Shotgun Simphony

Bruxelles 2013

Shotgun symphony 

Dessin a l’encre sur papier, criblée de billes de plomb issue de tirs de chevrotine.127 x170 cm collection galila barzilai hollander .

video Shotgun duet 2

 

 

Loin de l’actualité fracassante, loin du bruit et de la fureur, Etienne de Fleurieu travaille toujours à la lisière et à l’ombre du monde apparent. Son retrait relatif dénie ici tout envie du sale coup que pourraient présupposer ses ShotGun Duet, nouvelles œuvres qui prennent pour appui le geste initial du tir à la carabine et de la grêlée de chevrotines. Rappelons-en le process : l’artiste joint des grandes feuilles de papier vierge deux à deux, les crible au pistolet de jets de grenailles qui révèlent alors, par perforations, de très légers reliefs. Sur ces cibles muettes apparaît un paysage étal de petits monticules crevés à la surface et de fins trous qui fleurissent dans la blancheur, au hasard, sur la fleur du papier meurtri. C’est sur ce champ de bataille que vient en second temps naître un faisceau pacifique de lignes formant des disque concentriques, du cœur au bord, et d’enluminures graphiques d’annotations musicales, de croches et portées établies sur l’impact des plombs. Œuvres de séduction massive, les ShotGun Duet d’Etienne de Fleurieu font allusion aussi bien à la cible qu’au disque, au radar qu’au relief abstrait des avant-gardes. On peut ainsi rappeler les fameux Rotoreliefs de Duchamp, disques de carton imprimés de spirales, dans les années 1930, que l’artiste utilisa sur des tourne- disques pour produire l’illusion du volume et du jeu optique, en des œuvres hypnotiques dont Duchamp confessait lui-même qu’elles étaient des jouets. Ou évoquer en souvenir les premières œuvres cinétiques de Tinguley qui, détourant les abstractions d’un Malévitch, mêlaient reliefs, mouvement électrique et dessin. L’impact visuel, la tendre animation et la chronologie forment à leur tour les cibles favorites des ShotGuns d’Etienne de Fleurieu. En cela, elles s’inscrivent bien à la suite d’œuvres précédentes comme les Ciels (2000), images de ciels changeants captées sur des bandes de film 8 mm et offrant une représentation spatiale du passage du temps ou le Killing Time, (2009) caisson lumineux fait de collage de bandes de films 35 mm criblé de petits trous de mitraille qui laissent filtrer la lumière. Les ShotGuns viennent ainsi rappeler le fort attachement de l’artiste aux notions de capture du réel, de visée - que les idiomes anglo-saxons expriment mieux au cinéma et dans la photographie par les termes usuels de shot et shotting- et de leurs transformations en œuvres tendrement métaphoriques, contemplatives et toujours un peu mystérieuses.

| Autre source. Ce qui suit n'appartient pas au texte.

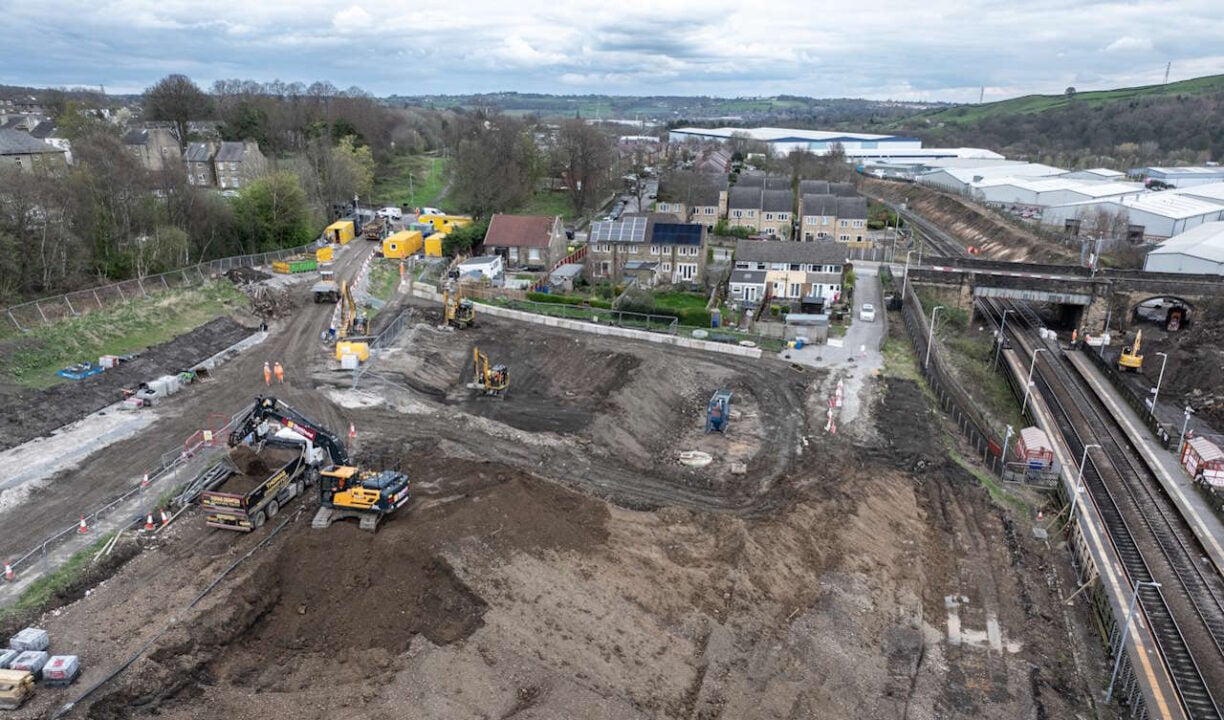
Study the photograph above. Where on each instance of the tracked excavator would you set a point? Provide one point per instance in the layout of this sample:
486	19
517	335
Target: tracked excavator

Le papier des cibles peut ainsi s’animer et se décliner vidéos numériques dans lesquelles une ligne de radar balaie l’ensemble de la surface criblée et déploie délicatement une petite symphonie réglée comme du papier à musique. Le dispositif émet alors rythmes, notes et ondes qui se chevauchent et se déclarent à mesure que la symphonie du hasard, si chère à Mallarmé, joue à plein. On regarde le ballet comme une dynamo qui égrène dessin et impact sonore. Jamais loin du réel, mais protégées, elles semblent associer le temps de la rêverie et de la création comme ombres et envers bienveillantes du monde.

Laurent Boudier, Paris, Juin 2013

shotgun remix 7

DESSIN A L’ENCRE SUR IMPRESSION JET D'ENCRE SUR PAPIER, CRIBLÉE DE BILLES DE PLOMB ISSUE DE TIRS DE CHEVROTINE, 40 X 40 CM

Video shotgun remix 7

SHOTGUN SYMPHONY 

DESSIN A L’ENCRE SUR PAPIER, CRIBLÉE DE BILLES DE PLOMB ISSUE DE TIRS DE CHEVROTINE.120 X120 CM COLLECTION privée.